Indeed, mining was the only sector that contracted in Venezuela during the second quarter, according to central-bank data. While the overall economy expanded 5.4% in the April-through-June period--thanks to heavy government spending on social programs ahead of the election--mining declined 4.5%.
Mr. Roig also added that strict regulations on reinforcing steel used in constructing buildings has also spawned a large black market for the commodity.
On Thursday, officials from the National Guard speaking on state television said they had seized more than 881,000 kilograms of reinforcing steel as it was being smuggled out of Venezuela just this year.
"That PdVSA will be producing and using its own parts in the [Orinoco region], I highly doubt it," said one local executive at a foreign oil partner that is co-managing a facility in the region with PdVSA.
The executive, speaking on condition of anonymity, said the Venezuelan company was aggressively seeking funds from "wherever they can," but little information on the sourcing of the money was being provided.

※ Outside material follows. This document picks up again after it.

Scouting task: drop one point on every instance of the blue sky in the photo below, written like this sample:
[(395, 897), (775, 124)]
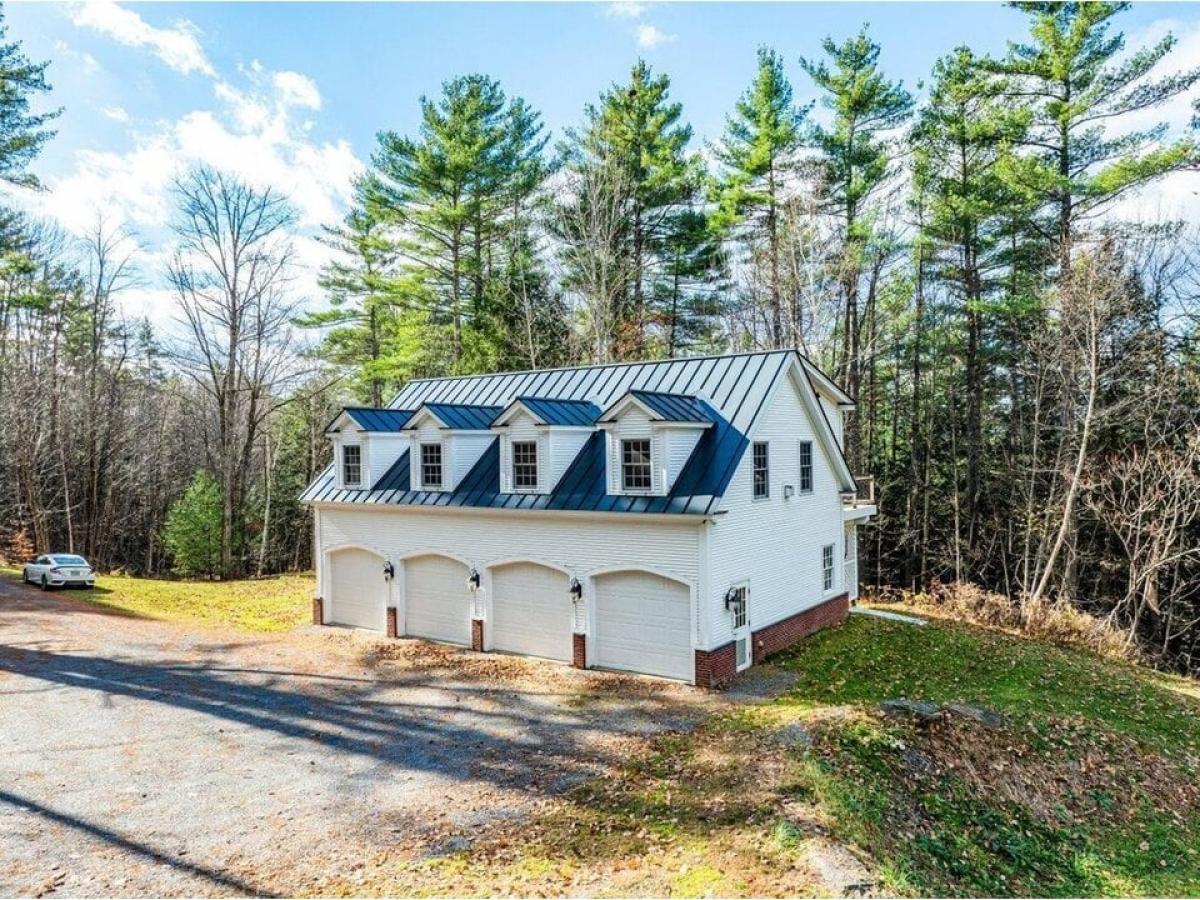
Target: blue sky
[(293, 94)]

He noted that parts used at the facility are most likely being imported, but added that information on that, too, wasn't transparent.
Venezuela boasts large deposits of natural resources, "so it's not that they can't produce. It's a question of management and direction," said Mr. Balza. "It seems if they want to do what they are saying, they'll have to work with the private sector or at least with public companies from other countries."